Insulation Calculator
Calculate insulation thickness and quantity from the required thermal resistance R: mineral wool, EPS, and XPS with their respective thermal conductivity λ.
Wall, roof, or floor area in square meters
Thermal resistance — typical values for walls in temperate climate are 3.0–3.5
Thermal conductivity λ defines the required slab thickness
How many square meters one pack covers
Calculation formula
Thickness = R × λ × 1000; Volume = Area × Thickness ÷ 1000; Packs = Area ÷ Pack coverage
R is the required thermal resistance (m²·K/W), λ is the thermal conductivity of the material (W/m·K). Thickness is returned in millimeters. Pack count is rounded up.
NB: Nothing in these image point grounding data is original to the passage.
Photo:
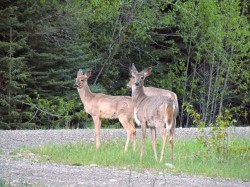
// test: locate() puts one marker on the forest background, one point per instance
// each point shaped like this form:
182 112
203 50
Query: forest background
198 49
About the insulation calculator
This calculator returns the minimum insulation thickness from the simple formula δ = R × λ. Plug in the target thermal resistance required by your local building code and choose the material — mineral wool, expanded polystyrene (EPS), or extruded polystyrene (XPS).
On top of thickness it estimates the total insulation volume and the number of packs to order. That is convenient for budgeting and logistics: mineral wool packs typically cover 5–8 m², while a standard XPS pack of eight 600×1200×50 mm boards covers 5.76 m².
All math runs locally in your browser — nothing is uploaded. Add a 5–10% buffer for cuts and overlaps, especially when insulating roofs or facades with many openings.
Calculator benefits
Code-based math
We compute thickness from the material λ and the target R for your region
Pack count included
We show the number of packs to buy, rounded up by area
Any insulation type
Supports mineral wool, EPS expanded polystyrene, and XPS extruded polystyrene
FAQ
Where will the dew point be and how do I push it outside?
The dew point is the location inside the wall where water vapor in warm indoor air condenses into liquid water. With a properly sized exterior insulation layer the dew point shifts into the insulation or further outside, so the load-bearing wall stays dry. If the insulation is too thin or installed on the inside, the dew point ends up at the wall–insulation interface and the wall starts to soak and grow mold.
What R-value do building codes require for walls and roofs?
Most national codes prescribe a target thermal resistance based on the climate zone. As a rough guide for a temperate climate: walls 3.0–3.5 m²·K/W, floors above unheated basements 4.0–4.6, pitched roofs and ceilings under cold attics 4.5–5.5. Warmer regions allow lower values, while subarctic zones require higher ones. Check your local energy code for the exact figure.
Mineral wool or polystyrene foam — which one to choose?
Mineral wool is vapor-open, non-combustible, and a good fit for timber and steel-framed walls, ventilated rainscreens, and roofs. EPS and XPS are cheaper and do not absorb water, but they block vapor — they fit best on plinths, foundations, and ground-floor slabs, and on walls only with a proper interior vapor barrier. For breathable wall assemblies mineral wool is the safer default.
Why does vapor permeability matter?
Vapor permeability tells you how easily water vapor passes through a material. Rule of thumb: layers in a wall should go from less permeable on the inside to more permeable on the outside. Putting XPS on the outside of an autoclaved aerated concrete wall traps vapor and the wall starts to wet — you would need a strict interior vapor barrier or a switch to mineral wool.